Slipping Accidents At Work
Slipping in their duty – the employer’s responsibility to keep workers safe
2010 seems to be the year that the Health and Safety Executive (HSE) plan to clamp down hard on preventable accidents in the workplace. Through issuing a series of press releases, the agency hopes to draw attention onto the most common causes of work related accidents and injuries – slips, trips and falls from height.
A Stark Reminder
Just taking London as an example shows just how much of a problem the situation really is. In 2008-9, 14,576 people were killed or injured in their workplace, resulting in a loss of 1.7million working days and a series of compensation claims and prosecutions against companies that failed in their duty of care. The impact, not just on individuals and their families but on the economy too, is enormous. And nearly all of these accidents were entirely preventable.
The HSE believes that every employee has the right to work in a safe environment. Although our HSE laws may sometimes seem a little draconian, they are there for a reason – to keep people safe at work. Something as simple as a wet floor with no warning signs can cause a serious injury as the result of a slip or fall, and responsibility ultimately lies with the employer or business owner to prevent this type of common accident.

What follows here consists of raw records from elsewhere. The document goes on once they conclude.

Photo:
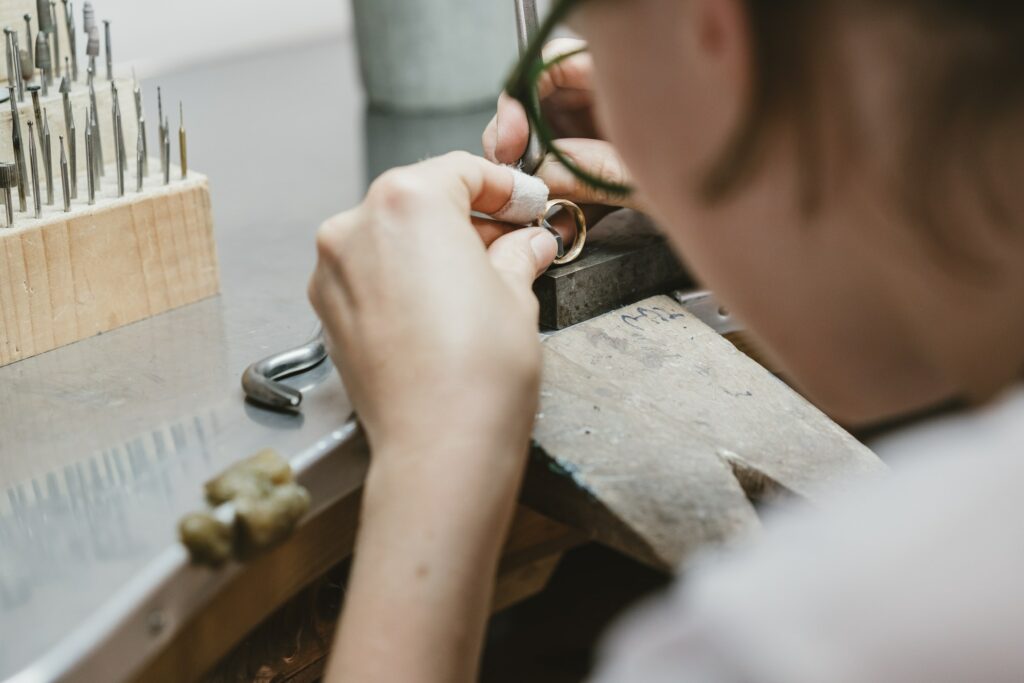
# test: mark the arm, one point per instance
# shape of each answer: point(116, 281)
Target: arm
point(433, 327)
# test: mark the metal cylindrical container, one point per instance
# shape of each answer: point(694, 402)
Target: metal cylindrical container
point(423, 55)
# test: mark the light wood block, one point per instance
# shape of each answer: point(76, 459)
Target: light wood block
point(67, 276)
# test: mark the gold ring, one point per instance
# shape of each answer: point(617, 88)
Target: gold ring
point(581, 222)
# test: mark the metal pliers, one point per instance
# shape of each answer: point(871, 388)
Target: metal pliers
point(260, 379)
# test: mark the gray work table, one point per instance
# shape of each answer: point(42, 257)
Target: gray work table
point(104, 443)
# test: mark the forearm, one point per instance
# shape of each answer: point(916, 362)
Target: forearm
point(421, 585)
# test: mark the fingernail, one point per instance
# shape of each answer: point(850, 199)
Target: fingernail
point(545, 249)
point(489, 138)
point(498, 130)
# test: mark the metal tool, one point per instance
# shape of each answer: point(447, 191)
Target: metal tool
point(527, 26)
point(18, 150)
point(92, 49)
point(9, 54)
point(37, 110)
point(43, 15)
point(94, 165)
point(167, 159)
point(110, 51)
point(88, 16)
point(260, 379)
point(28, 36)
point(54, 36)
point(182, 141)
point(70, 127)
point(18, 78)
point(139, 161)
point(90, 161)
point(43, 62)
point(140, 123)
point(96, 140)
point(707, 308)
point(34, 160)
point(72, 38)
point(47, 159)
point(161, 132)
point(119, 141)
point(8, 179)
point(65, 177)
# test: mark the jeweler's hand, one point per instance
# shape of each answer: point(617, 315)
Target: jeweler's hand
point(567, 100)
point(431, 318)
point(432, 323)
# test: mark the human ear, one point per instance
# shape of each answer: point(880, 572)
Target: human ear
point(721, 40)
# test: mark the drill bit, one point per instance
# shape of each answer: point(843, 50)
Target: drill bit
point(18, 78)
point(139, 160)
point(9, 53)
point(95, 126)
point(110, 51)
point(28, 36)
point(73, 150)
point(47, 159)
point(18, 148)
point(167, 160)
point(72, 39)
point(119, 141)
point(88, 17)
point(43, 62)
point(92, 48)
point(140, 119)
point(182, 141)
point(65, 177)
point(55, 36)
point(70, 127)
point(160, 126)
point(526, 28)
point(8, 179)
point(94, 169)
point(90, 161)
point(43, 15)
point(34, 160)
point(34, 91)
point(119, 129)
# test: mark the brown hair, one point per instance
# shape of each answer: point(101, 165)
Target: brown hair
point(974, 80)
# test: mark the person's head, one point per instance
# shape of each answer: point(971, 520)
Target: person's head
point(842, 172)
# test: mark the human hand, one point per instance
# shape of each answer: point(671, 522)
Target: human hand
point(430, 315)
point(567, 100)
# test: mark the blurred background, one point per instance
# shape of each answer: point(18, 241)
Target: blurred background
point(198, 31)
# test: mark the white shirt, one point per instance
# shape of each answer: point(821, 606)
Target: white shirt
point(918, 578)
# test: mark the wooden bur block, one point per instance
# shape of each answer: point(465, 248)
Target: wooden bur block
point(67, 276)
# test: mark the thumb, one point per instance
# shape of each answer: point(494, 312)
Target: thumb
point(522, 255)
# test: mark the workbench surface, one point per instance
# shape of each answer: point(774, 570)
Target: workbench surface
point(104, 443)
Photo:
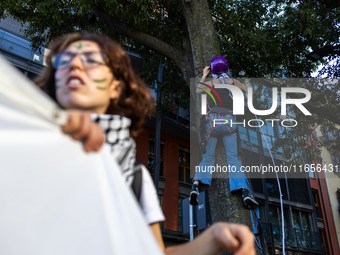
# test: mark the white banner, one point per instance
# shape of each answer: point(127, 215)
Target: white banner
point(55, 198)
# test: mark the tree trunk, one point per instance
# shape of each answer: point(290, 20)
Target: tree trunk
point(225, 206)
point(204, 46)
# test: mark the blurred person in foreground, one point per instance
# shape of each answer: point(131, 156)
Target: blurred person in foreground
point(88, 73)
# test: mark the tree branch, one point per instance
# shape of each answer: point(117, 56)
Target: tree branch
point(137, 35)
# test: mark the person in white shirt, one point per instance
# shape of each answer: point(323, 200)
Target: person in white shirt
point(88, 73)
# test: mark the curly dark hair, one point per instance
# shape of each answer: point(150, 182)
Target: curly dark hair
point(134, 102)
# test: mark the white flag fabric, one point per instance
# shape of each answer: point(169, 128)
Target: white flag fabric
point(55, 198)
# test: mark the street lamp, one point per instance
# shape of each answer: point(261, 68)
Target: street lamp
point(320, 53)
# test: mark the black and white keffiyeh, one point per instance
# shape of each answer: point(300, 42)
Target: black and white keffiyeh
point(123, 147)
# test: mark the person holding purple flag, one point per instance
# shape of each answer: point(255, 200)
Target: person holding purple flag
point(225, 130)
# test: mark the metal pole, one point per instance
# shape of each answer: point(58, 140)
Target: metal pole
point(158, 132)
point(191, 222)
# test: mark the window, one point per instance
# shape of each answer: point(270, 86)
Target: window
point(180, 218)
point(184, 165)
point(311, 173)
point(151, 156)
point(302, 226)
point(275, 219)
point(336, 162)
point(323, 242)
point(317, 204)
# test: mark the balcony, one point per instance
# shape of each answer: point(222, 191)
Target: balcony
point(21, 51)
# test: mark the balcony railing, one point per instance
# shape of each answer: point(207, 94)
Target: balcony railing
point(21, 51)
point(293, 237)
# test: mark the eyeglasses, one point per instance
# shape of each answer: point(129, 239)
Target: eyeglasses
point(89, 59)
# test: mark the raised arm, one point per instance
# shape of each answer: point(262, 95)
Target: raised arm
point(206, 71)
point(217, 238)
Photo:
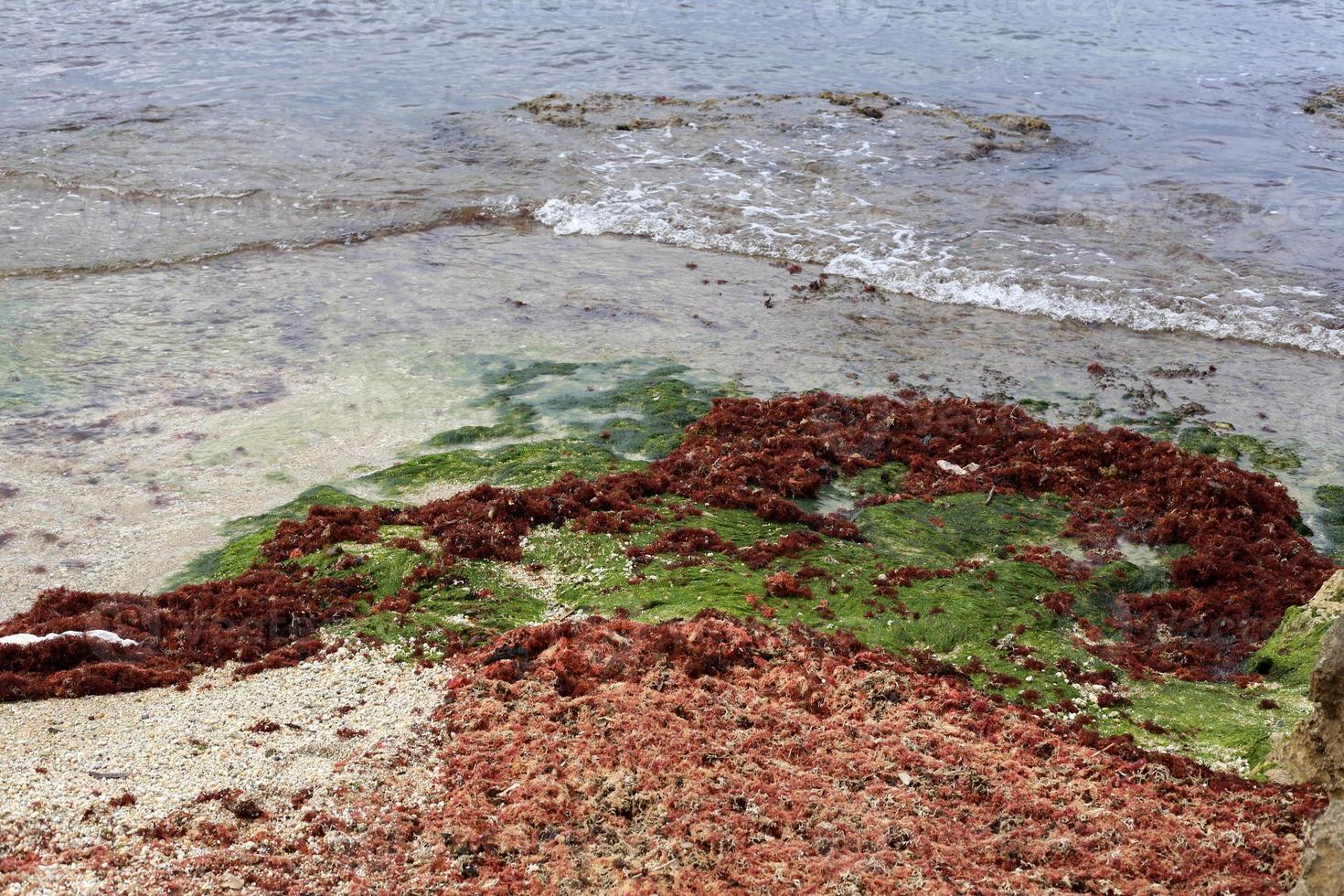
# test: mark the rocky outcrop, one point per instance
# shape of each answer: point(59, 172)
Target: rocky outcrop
point(1316, 752)
point(1328, 102)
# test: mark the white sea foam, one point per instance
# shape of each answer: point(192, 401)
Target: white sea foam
point(921, 268)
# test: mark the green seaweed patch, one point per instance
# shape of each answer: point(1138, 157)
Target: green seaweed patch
point(479, 601)
point(644, 415)
point(515, 422)
point(1215, 723)
point(522, 465)
point(961, 527)
point(514, 377)
point(1331, 498)
point(294, 509)
point(249, 534)
point(1037, 406)
point(1215, 441)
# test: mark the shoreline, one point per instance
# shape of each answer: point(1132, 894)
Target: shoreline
point(120, 460)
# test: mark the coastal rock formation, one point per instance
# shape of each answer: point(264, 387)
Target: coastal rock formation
point(1316, 752)
point(1328, 102)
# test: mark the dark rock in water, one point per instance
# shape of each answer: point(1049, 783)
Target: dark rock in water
point(1328, 102)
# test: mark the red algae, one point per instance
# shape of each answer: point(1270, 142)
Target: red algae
point(715, 753)
point(263, 618)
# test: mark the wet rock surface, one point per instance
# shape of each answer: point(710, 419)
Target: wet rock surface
point(1317, 753)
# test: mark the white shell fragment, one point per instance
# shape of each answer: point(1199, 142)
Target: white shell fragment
point(23, 640)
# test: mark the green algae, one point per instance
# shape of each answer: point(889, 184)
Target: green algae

The construction industry still leads the field in work-related deaths and serious injury, mainly from falls from height. Although recognised as a dangerous environment, employers still have a responsibility to ensure that their worker’s safety is a priority. ‘Cutting corners’ to save a few pounds can easily lead to tragic consequences, particularly when time is of the essence and deadlines have to be met. Even then, there is no place for complacency, particularly when a situation that could be safe is made more hazardous through overlooking basic HSE legislation. It is this ’slapdash’ approach that the HSE will be focusing on during 2010, and companies have been warned.
Worker’s rights
Any injury or illness at work that can be directly attributed to employer negligence is justification for a compensation claim. Not only does this compensate the worker or their family for injuries and loss of earnings, but it also serves as a useful reminder to the organisation that they have failed in their basic duty of care obligation and allowed a situation to arise that was entirely preventable.

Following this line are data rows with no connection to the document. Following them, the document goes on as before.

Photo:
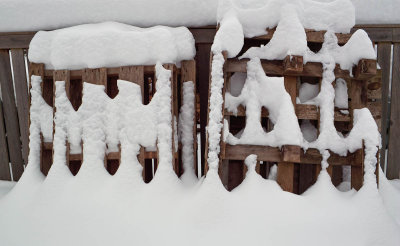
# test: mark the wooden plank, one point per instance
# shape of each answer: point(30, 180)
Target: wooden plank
point(276, 67)
point(21, 92)
point(285, 176)
point(365, 69)
point(293, 65)
point(4, 160)
point(286, 169)
point(15, 40)
point(393, 160)
point(357, 169)
point(203, 71)
point(358, 95)
point(384, 56)
point(312, 36)
point(10, 116)
point(135, 74)
point(96, 76)
point(174, 113)
point(188, 73)
point(291, 153)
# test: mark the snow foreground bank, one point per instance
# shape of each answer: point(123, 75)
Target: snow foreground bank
point(258, 212)
point(111, 44)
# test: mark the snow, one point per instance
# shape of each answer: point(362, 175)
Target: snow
point(53, 14)
point(269, 92)
point(186, 124)
point(110, 44)
point(341, 96)
point(307, 92)
point(281, 43)
point(229, 36)
point(215, 108)
point(338, 15)
point(377, 11)
point(22, 15)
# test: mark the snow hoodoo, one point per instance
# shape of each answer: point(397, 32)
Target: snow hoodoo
point(307, 78)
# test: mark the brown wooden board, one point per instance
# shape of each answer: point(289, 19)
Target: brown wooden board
point(135, 74)
point(4, 160)
point(21, 92)
point(393, 163)
point(291, 154)
point(10, 116)
point(203, 71)
point(384, 53)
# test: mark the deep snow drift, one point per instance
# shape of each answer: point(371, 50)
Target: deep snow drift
point(52, 14)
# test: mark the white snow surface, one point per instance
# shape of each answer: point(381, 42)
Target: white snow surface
point(23, 15)
point(111, 44)
point(269, 92)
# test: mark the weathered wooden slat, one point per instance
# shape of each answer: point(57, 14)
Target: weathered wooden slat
point(10, 115)
point(188, 73)
point(4, 160)
point(286, 169)
point(384, 54)
point(358, 95)
point(21, 92)
point(135, 74)
point(393, 164)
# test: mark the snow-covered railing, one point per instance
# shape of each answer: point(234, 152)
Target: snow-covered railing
point(146, 77)
point(296, 55)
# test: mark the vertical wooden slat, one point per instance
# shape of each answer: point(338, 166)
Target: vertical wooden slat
point(61, 75)
point(174, 111)
point(4, 160)
point(135, 74)
point(188, 73)
point(203, 71)
point(285, 176)
point(21, 91)
point(97, 76)
point(384, 52)
point(10, 115)
point(393, 163)
point(358, 95)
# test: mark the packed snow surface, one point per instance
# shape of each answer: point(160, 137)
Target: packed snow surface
point(111, 44)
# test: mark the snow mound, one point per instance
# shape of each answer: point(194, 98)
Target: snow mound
point(110, 44)
point(256, 17)
point(269, 92)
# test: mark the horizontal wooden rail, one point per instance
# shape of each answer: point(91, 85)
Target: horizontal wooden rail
point(312, 36)
point(274, 154)
point(303, 112)
point(366, 68)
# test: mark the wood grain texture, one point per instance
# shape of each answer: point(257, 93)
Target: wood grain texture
point(21, 92)
point(393, 164)
point(4, 160)
point(135, 74)
point(10, 116)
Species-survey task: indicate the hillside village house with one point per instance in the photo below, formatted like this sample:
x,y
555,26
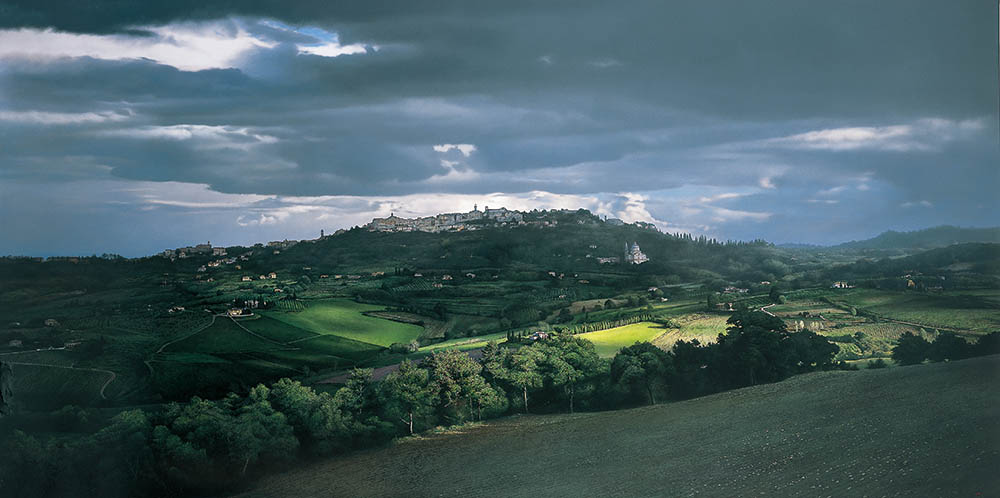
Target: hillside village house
x,y
445,221
634,255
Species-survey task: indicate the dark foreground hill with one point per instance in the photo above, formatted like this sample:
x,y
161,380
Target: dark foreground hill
x,y
931,430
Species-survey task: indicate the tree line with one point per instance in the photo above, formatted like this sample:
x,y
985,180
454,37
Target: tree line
x,y
208,446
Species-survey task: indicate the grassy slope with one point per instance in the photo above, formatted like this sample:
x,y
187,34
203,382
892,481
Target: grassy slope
x,y
609,341
912,431
343,318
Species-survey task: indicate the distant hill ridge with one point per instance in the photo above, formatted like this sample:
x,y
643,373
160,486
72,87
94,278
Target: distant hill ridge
x,y
928,238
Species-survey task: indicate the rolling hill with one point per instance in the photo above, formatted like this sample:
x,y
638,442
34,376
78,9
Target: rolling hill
x,y
928,238
912,431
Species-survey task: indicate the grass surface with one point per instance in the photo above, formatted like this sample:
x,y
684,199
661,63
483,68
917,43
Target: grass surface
x,y
276,330
977,313
224,336
703,327
926,430
609,341
465,343
343,318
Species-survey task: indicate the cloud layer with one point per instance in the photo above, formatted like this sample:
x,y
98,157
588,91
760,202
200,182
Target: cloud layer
x,y
795,123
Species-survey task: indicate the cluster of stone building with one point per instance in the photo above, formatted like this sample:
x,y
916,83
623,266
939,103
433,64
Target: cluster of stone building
x,y
447,221
200,249
633,255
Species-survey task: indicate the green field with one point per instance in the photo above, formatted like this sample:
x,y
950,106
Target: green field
x,y
926,430
343,318
465,343
275,330
973,312
608,342
703,327
48,388
224,336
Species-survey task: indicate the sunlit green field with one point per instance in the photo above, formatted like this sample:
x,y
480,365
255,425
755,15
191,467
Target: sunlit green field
x,y
608,342
703,327
343,318
465,343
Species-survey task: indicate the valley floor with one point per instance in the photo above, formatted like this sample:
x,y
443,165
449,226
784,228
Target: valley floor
x,y
929,430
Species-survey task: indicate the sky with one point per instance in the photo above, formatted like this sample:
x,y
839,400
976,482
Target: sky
x,y
132,127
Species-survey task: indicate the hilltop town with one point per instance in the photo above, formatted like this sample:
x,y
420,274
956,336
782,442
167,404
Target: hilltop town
x,y
476,219
448,221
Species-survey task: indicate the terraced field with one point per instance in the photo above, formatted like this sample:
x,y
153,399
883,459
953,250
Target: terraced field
x,y
344,318
610,341
974,312
703,327
927,430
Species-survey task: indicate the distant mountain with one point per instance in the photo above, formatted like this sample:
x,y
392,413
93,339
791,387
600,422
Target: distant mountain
x,y
928,238
972,264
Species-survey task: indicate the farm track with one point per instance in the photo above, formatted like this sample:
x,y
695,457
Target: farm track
x,y
268,339
161,348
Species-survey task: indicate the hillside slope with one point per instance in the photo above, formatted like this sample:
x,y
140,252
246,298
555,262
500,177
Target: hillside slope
x,y
912,431
928,238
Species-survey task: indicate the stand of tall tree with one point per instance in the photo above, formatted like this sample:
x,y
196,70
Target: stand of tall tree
x,y
210,446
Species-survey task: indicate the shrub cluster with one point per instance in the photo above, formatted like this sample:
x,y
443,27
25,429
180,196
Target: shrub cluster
x,y
207,446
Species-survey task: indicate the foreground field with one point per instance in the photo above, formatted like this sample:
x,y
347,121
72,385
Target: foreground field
x,y
344,318
915,431
608,342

By bringing a claim against an employer, the injured party may be helping to prevent anyone else having to suffer the same injuries (or even worse) by putting the spotlight firmly on an avoidable hazard. It is often the only way that some employers can be reminded of their responsibilities and hits them where it hurts most – in their pocket.
As the country struggles to climb out of recession and jobs are precious, many will be worried that bringing a claim against an employer could mean the end of their job. This is not the case. Any employer who discriminates against an employee bringing a righteous claim can be brought to account a second time at an Industrial tribunal – not a situation that any employer wants. So the message in 2010 is – don’t be afraid to remind an employer of their responsibilities. Health and safety is everyone’s concern; employers, workers and the governing agencies. Through co-operation and compliance, 2010 could be the year when the horrific statistics of deaths and injuries at work start to drop dramatically.